299a. Mas, em todos os aspectos, uma ciência se ocupa do que é primeiro, e daquilo de que as outras coisas dependem e do qual derivam seu nome. Portanto, se isto é a substância, deve ser das substâncias que o filósofo possui os princípios e as causas.
- Ora, de cada classe singular de coisas há um único sentido e uma única ciência; por exemplo, a gramática, que é uma ciência, estuda todas as palavras. E por esta razão também pertence a uma ciência geral estudar todas as espécies de ser enquanto ser e as espécies destas espécies.
COMENTÁRIO
O ser e suas propriedades
- No livro anterior, o Filósofo procedeu tratando dialeticamente as coisas que devem ser consideradas nesta ciência. Aqui, ele começa a proceder demonstrativamente, estabelecendo a resposta verdadeira para as questões que foram levantadas e debatidas dialeticamente.
No livro anterior, ele tratou dialeticamente tanto as coisas que pertencem ao método desta ciência, ou seja, aquelas a que se estende a consideração desta ciência, quanto aquelas que caem sob a consideração desta ciência. E porque é primeiro necessário conhecer o método de uma ciência antes de proceder à consideração das coisas com que ela lida, como foi explicado no Livro II (335), esta parte é, portanto, dividida em dois membros. Primeiro, ele fala das coisas que esta ciência considera; e segundo (749), daquelas que caem sob sua consideração. Ele faz isso no Livro V (“Em um sentido, o termo princípio”).

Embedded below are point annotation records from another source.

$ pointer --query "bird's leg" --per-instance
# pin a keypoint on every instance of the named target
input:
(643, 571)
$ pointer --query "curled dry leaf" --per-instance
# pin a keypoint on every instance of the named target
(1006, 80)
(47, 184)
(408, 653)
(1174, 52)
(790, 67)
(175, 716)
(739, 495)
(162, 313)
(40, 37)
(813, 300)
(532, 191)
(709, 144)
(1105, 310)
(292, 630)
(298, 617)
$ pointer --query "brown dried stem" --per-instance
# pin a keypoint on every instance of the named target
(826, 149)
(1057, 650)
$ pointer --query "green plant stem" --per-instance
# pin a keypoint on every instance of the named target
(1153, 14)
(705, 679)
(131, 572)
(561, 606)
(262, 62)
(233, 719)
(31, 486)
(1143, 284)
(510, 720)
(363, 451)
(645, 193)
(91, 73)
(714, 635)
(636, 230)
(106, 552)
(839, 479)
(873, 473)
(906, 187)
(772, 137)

A primeira parte é dividida em dois membros. Primeiro, ele estabelece qual é o assunto desta ciência. Segundo (534), ele procede a responder às questões levantadas no livro anterior sobre as coisas que esta ciência considera (“O termo ser”).
Em relação ao primeiro, ele faz três coisas. Primeiro, ele propõe que existe uma ciência cujo sujeito é o ser. Segundo (532), ele mostra que ela não é uma das ciências particulares (“Mas esta ciência”); e terceiro (533), ele mostra que ela é a ciência com a qual estamos agora lidando (“Agora, uma vez que”).
Agora, porque uma ciência deve investigar não apenas seu sujeito, mas também os acidentes próprios de seu sujeito, ele diz, primeiro, que existe uma ciência que estuda o ser enquanto ser, como seu sujeito, e estuda também “os atributos que necessariamente pertencem ao ser”, ou seja, seus acidentes próprios.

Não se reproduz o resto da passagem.